The Jefferson Barracks Visitors Center housed the Missouri History Museum’s traveling civil rights exhibit — highlighting the history and resilience of Black lives in St. Louis — on Feb. 21.
Similar events have been hosted before by the county’s Parks and Recreation Department for Black History Month, particularly in North County, but this was the first held at Jefferson Barracks.

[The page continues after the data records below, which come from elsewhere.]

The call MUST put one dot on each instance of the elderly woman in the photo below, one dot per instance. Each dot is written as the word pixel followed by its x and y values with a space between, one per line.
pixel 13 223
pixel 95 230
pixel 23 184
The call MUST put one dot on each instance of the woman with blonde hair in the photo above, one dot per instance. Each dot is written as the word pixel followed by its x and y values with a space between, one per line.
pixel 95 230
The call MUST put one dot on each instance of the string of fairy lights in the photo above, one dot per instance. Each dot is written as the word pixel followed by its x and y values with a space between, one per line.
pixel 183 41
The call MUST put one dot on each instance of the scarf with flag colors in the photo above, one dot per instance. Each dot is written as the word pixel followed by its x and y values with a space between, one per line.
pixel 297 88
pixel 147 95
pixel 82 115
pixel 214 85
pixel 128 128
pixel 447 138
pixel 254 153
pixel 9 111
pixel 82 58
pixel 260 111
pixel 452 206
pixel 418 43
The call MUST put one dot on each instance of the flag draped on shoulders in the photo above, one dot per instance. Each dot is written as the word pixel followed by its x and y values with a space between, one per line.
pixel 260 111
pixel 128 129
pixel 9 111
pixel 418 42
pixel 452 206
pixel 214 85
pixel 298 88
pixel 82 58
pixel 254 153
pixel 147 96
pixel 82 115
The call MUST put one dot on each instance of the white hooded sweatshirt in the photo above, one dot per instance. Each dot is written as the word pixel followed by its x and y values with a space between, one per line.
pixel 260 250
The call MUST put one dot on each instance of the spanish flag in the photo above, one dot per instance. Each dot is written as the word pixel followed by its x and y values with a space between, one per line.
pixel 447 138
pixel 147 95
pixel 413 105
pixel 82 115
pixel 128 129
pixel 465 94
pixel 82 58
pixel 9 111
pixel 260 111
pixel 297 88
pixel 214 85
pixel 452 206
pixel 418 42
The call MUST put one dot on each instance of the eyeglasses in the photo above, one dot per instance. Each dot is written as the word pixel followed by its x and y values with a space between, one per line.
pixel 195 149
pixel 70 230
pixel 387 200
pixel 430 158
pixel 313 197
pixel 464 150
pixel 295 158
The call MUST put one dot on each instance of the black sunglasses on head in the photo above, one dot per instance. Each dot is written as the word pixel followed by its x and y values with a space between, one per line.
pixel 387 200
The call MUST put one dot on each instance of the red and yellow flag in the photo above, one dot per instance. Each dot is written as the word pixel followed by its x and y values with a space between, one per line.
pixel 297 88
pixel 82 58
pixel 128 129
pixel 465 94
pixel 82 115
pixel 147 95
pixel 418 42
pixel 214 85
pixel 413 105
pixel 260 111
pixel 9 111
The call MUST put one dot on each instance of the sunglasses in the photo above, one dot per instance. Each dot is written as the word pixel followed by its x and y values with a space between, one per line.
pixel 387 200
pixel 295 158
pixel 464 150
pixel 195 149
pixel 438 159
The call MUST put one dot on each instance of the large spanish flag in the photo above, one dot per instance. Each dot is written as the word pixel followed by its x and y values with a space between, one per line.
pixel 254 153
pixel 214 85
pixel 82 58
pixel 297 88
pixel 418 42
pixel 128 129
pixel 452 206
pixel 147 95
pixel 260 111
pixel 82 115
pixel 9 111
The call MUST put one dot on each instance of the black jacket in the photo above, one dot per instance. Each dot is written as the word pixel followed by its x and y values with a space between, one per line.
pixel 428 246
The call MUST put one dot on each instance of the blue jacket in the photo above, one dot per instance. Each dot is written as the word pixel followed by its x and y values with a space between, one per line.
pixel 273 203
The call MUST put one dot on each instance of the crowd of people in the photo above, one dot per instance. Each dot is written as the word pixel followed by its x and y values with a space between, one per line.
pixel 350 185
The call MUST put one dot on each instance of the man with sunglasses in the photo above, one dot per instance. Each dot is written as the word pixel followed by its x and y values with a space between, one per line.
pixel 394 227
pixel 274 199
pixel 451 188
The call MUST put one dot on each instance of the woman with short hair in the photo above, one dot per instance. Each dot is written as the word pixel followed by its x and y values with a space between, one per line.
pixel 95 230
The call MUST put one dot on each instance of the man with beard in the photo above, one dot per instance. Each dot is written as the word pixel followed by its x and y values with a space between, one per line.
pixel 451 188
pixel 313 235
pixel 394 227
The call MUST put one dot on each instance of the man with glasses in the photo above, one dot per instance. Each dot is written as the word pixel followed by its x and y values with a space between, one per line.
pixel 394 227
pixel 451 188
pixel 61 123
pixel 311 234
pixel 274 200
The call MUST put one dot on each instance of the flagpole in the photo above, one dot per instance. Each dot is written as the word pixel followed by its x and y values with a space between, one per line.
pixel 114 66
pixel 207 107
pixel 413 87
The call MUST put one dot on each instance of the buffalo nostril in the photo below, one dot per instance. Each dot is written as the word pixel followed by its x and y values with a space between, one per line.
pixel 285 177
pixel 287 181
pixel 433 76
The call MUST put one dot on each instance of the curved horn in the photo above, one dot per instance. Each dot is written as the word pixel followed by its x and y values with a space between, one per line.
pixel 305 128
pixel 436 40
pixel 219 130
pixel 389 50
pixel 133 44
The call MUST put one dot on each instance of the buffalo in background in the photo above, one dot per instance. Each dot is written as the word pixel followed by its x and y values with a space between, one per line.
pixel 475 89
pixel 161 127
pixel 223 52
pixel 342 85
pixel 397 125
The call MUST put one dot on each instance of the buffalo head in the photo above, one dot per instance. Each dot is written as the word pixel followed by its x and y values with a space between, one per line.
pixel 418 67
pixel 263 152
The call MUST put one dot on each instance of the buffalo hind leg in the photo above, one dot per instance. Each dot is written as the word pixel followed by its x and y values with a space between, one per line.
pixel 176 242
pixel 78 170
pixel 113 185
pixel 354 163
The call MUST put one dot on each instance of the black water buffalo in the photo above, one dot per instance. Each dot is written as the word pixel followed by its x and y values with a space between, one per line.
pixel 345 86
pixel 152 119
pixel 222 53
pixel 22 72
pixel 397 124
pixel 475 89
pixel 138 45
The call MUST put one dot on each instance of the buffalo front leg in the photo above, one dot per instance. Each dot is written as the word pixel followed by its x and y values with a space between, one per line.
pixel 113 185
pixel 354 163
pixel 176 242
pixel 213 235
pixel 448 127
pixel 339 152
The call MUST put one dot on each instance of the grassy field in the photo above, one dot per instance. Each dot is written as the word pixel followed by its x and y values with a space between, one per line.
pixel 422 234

“It’s important to showcase what the region has to offer in the form of civil rights,” Jeffrey Edison, Jefferson Barracks Museum educator, said. “We have been kind of at the center of civil rights for so long. Lots of folks think about the Dred Scott case, but we have a lot more to offer. We have a prominent Black community that may not know a lot of these stories, especially within Jefferson Barracks itself. This has a history of Black men serving, Black women serving, so we wanted to bring that knowledge and showcase it to the community members here.”
Titled “1st in Civil Rights,” the exhibit ran from 9 a.m. through 4:30 p.m., with specific topics and themes discussed at various points throughout the day. Such topics included how local newspaper editors in the St. Louis Metro East created a collective memory of Martin Luther King Jr. after his assassination, the East St. Louis race riot and the Black community in St. Louis during World War I and World War II.
“It’s an important lasting impact,” Edison said. “This is a boots-on-the-ground movement. It starts with the young kids all the way up to your older generations, and I think there’s something in this exhibit for everyone.”